Assume $\alpha$ and $\beta$ are algebraic numbers.

The field $\mathbb Q[\alpha][\beta]$ is a finite-dimensional vector space over $\mathbb Q$. Let $d$ be the dimension of the vector space.

Then $1,\alpha+\beta,(\alpha+\beta)^2,\cdots,(\alpha+\beta)^d$ are $d+1$ elements of that vector space, and thus must be linearly dependent.

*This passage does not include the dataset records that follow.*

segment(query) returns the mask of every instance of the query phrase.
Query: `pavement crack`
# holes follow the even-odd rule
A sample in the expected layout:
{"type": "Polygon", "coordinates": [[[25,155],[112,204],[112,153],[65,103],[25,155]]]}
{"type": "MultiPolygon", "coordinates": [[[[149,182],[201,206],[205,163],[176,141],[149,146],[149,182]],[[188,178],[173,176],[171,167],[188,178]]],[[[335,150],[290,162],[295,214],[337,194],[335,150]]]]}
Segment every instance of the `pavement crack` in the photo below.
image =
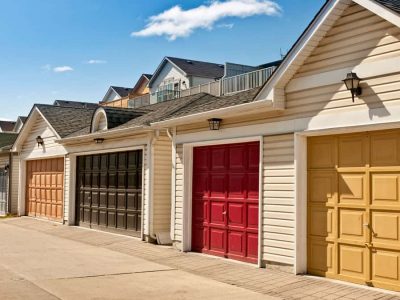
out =
{"type": "Polygon", "coordinates": [[[84,279],[84,278],[99,278],[99,277],[107,277],[107,276],[122,276],[122,275],[132,275],[132,274],[170,272],[170,271],[178,271],[178,269],[149,270],[149,271],[137,271],[137,272],[121,272],[121,273],[86,275],[86,276],[76,276],[76,277],[59,277],[59,278],[54,278],[54,280],[72,280],[72,279],[84,279]]]}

But that means that $\alpha+\beta$ is the root of a rational polynomial of degree at most $d$.

The same for $\alpha\beta$.

More specifically, if $\alpha$ is the root of a rational polynomial of degree $d_1$ and $\beta$ is the root of a rational polynomial of degree $d_2$ then $\alpha+\beta$ and $\alpha\beta$ are both roots of a polynomial of degree at most $d_1d_2$.

Finally, if $\alpha$ is the root of the rational polynomial $p(x)$ then $\sqrt[n]\alpha$ is a root of $p(x^n)$.

So this means that $5+3\sqrt6$ is the root of a polynomial of degree $2$, and $3\sqrt[7]{5+3\sqrt6}$ is a root of a polynomial of degree $14$ and $\sqrt[3]{2+3\sqrt[7]{5+3\sqrt6}}$ is the root of a polynomial of degree $42$ and finally $\sqrt[3]{2+3\sqrt[7]{5+3\sqrt{6}}}+\sqrt[9]{2}$ is a root of a polynomial of degree $42\cdot 9=378$. There might be a polynomial of smaller degree, but we get this upper bound.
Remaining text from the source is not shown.